Trump was essentially a second presence on the stage; Bush could hardly answer a question without taking a shot at the Republican frontrunner.
When a member of the audience asked him if Trump’s attacks had given him an opportunity to hone his candidacy, Bush responded with a resolute, “No. Donald’s disparaging me has not made me a better candidate.” He mocked Trump’s style with a slightly esoteric mock-quote: “Leadership? No, I’m just a horse. It’ll be yuuuge. It’ll be fantastic.”
An elderly woman, whose brother had been a Secret Service agent for the first President Bush, the family patriarch, scolded Jeb, saying, “Your mother probably didn’t approve of you calling Trump a jerk.” But Jeb assured her, “She probably did approve. I have first-hand knowledge of this.”

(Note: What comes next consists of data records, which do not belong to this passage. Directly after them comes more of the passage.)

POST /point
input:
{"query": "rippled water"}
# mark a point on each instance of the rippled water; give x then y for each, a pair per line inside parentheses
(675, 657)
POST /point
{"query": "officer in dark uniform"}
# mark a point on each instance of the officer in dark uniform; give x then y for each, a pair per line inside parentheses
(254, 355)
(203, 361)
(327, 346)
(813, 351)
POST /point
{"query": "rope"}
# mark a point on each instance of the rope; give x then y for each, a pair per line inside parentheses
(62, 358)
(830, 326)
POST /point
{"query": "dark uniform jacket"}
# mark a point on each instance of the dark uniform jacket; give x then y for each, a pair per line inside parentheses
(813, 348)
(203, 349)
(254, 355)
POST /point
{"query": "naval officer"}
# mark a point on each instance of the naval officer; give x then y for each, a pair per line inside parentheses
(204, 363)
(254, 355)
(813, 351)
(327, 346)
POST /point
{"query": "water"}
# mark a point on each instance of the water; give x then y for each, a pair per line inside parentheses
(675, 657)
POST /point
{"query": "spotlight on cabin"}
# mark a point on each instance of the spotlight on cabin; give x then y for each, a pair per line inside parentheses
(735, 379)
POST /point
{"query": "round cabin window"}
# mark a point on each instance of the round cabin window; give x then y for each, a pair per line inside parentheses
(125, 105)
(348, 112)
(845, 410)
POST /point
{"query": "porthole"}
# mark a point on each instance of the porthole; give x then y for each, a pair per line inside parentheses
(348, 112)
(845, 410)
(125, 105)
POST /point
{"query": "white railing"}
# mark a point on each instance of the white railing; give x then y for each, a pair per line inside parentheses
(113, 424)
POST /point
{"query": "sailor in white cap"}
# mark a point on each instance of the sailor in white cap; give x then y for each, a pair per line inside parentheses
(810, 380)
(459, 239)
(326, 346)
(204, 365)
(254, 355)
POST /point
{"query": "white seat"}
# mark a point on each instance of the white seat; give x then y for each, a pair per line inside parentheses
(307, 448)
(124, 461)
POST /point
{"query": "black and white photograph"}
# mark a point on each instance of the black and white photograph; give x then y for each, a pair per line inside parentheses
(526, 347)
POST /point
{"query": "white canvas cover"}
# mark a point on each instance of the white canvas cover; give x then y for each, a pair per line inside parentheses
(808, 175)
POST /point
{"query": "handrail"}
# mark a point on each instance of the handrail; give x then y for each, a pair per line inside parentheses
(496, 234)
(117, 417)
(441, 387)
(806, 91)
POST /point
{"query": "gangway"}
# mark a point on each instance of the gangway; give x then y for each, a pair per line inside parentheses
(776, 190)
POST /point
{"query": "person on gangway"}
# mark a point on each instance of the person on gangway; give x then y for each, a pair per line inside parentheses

And after giving a detailed account of his tax reform plan, he quipped, “It took more than 140 characters to describe this.”
Bush repeatedly attempted to channel The Donald’s energetic, tough essence. “I hope you want someone who has a spine, who has a backbone,” he said, comparing himself to his primary opponents.
He called his tenure as governor of Florida “an activist time where reform was front and center.”
He declared that “heads would roll” in the corrupt Department of Veterans Affairs if he were president.
He urged a “populist revolt to get to a Constitutional convention” where voters could ratify an amendment installing term limits, a budget-balancing ordinance, and a six-year ban on lobbying by retired politicians.
He called on the voters of New Hampshire to “throw the bums out” of Washington and start again with a clean slate, before adding quickly, “Except Kelly Ayotte, of course.”
But the old, wonkish Jeb came through every now and again.
When someone asked him about Vladimir Putin’s alleged role in the assassination of Alexander Litvinenko, he admitted that he hadn’t been following the story… but that he had been reading Steven Lee Myers’s The New Tsar.
He rattled off tax rates and deficit figures and historical references with such ease and rapidity that, at times, his answers to simple questions became impossible to follow.
At one point he went overboard with the wonk as he assured supporters that his poll numbers were rising in New Hampshire because voters were only just getting to know him.
“People in California don’t know me yet. But that’s okay, because they don’t matter as much as people in New Hampshire. That’s just the way it is” — a bit too calculating, perhaps, for some voters’ tastes.